In the second such occurrence of these London Summer Olympics, Swiss soccer player Michel Morganella was expelled from his side for racially-charged remarks he made on Twitter.
The incident occurred after Switzerland lost to South Korea on Sunday in their second group stage match, a crushing setback for the Swiss' hopes of getting out of Group B and into the quarterfinals.
The young fullback was understandably upset by the loss, but took to Twitter and let loose a string of unacceptable remarks about people from his opponent's homeland.
Morganella said South Koreans were "a bunch of mongoloids," that he wanted to beat them up and that they should "burn."
Quite rightly, the Swiss Olympic committee decided to send the 23-year-old home from London despite the fact that he deleted his Twitter account.
Last week, it was Greek triple jumper Voula Papachristou who was sent home for inappropriate tweets after comments made about African immigrants.
These two cases further emphasize the new environment athletes must adjust to in this technological world.
Everyone is certainly entitled to their own opinions, but such public figures must be careful not to make controversial comments in the public eye, whether in the heat of the moment or not.

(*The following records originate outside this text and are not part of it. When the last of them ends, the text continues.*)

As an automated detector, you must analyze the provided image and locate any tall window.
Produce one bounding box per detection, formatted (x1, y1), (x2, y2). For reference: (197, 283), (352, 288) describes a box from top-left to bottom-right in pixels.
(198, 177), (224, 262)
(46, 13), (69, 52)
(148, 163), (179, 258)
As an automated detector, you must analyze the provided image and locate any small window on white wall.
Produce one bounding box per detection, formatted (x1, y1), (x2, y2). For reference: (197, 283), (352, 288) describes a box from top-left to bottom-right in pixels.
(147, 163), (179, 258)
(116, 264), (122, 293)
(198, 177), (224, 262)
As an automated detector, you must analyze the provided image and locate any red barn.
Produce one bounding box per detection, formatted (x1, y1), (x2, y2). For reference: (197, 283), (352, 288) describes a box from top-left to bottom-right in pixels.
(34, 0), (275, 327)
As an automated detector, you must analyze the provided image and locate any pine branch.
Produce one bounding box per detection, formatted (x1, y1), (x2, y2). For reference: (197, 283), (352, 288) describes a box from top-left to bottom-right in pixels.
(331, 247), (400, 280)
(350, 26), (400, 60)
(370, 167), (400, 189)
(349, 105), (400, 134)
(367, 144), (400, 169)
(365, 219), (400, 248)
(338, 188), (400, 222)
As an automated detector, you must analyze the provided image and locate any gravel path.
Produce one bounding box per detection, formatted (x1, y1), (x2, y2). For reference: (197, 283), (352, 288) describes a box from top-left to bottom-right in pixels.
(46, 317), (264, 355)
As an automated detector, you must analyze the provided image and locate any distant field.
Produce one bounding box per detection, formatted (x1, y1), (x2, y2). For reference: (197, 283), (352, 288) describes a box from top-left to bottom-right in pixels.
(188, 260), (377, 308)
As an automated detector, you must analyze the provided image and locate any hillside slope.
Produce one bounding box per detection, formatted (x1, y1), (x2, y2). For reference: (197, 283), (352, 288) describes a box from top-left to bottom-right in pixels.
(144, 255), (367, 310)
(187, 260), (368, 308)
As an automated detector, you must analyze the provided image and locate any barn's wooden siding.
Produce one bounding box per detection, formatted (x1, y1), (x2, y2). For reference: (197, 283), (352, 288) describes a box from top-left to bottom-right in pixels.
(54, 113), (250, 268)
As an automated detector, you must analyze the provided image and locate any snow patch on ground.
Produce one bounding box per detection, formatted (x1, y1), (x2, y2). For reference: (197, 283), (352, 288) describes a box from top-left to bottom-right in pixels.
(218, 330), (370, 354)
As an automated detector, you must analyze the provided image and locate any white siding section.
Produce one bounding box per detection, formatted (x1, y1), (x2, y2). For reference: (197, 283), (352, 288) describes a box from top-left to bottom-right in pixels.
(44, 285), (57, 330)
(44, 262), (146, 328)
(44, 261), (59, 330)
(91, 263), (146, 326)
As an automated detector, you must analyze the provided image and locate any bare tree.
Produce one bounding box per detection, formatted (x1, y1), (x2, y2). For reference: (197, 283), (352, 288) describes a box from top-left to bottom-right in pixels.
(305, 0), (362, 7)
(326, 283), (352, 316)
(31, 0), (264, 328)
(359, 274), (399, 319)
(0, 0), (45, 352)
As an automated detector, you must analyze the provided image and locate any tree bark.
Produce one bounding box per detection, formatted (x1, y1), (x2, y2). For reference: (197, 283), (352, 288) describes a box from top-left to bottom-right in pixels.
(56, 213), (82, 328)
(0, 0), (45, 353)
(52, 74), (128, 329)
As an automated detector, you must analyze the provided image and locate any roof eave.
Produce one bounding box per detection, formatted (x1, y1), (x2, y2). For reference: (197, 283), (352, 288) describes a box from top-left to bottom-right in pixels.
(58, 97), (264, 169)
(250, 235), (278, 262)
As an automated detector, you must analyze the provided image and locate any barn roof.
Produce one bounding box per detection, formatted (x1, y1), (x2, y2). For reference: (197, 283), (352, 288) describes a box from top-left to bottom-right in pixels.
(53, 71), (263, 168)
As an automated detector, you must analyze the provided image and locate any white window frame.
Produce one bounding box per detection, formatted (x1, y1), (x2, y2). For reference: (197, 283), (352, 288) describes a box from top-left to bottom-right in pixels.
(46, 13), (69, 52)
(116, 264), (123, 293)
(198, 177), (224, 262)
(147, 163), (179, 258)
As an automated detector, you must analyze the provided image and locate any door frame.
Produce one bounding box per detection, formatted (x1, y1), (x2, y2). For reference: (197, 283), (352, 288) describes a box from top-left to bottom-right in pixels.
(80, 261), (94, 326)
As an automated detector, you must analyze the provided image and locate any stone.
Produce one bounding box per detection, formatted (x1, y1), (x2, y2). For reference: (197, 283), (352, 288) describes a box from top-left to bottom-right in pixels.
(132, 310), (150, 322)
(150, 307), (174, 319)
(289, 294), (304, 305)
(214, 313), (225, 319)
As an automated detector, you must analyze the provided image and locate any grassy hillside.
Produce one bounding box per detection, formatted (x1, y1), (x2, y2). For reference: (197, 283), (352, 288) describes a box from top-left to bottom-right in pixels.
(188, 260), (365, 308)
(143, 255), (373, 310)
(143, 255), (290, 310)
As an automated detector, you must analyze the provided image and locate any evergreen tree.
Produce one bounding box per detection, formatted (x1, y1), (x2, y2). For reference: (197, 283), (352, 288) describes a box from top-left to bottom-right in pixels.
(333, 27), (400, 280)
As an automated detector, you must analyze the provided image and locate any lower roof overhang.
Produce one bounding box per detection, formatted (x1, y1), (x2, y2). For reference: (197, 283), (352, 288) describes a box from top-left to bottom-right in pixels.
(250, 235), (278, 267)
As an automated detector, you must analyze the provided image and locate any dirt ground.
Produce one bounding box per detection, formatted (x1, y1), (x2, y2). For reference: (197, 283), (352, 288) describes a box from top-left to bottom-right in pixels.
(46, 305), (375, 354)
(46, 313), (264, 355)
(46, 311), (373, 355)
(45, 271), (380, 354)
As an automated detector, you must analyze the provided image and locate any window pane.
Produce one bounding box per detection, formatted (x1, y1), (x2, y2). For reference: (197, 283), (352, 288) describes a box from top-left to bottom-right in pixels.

Still, after spelling out at a news conference that Morganella had "discriminated against, insulted and violated the dignity" of the South Korean team, the chief of the Swiss Olympic committee Gian Gilli made it clear that he hopes the 23-year-old Palermo player learns from the experience:
"Michel indeed does realize that his behavior was wrong. We hope that he will draw the necessary lessons for his still-young football career."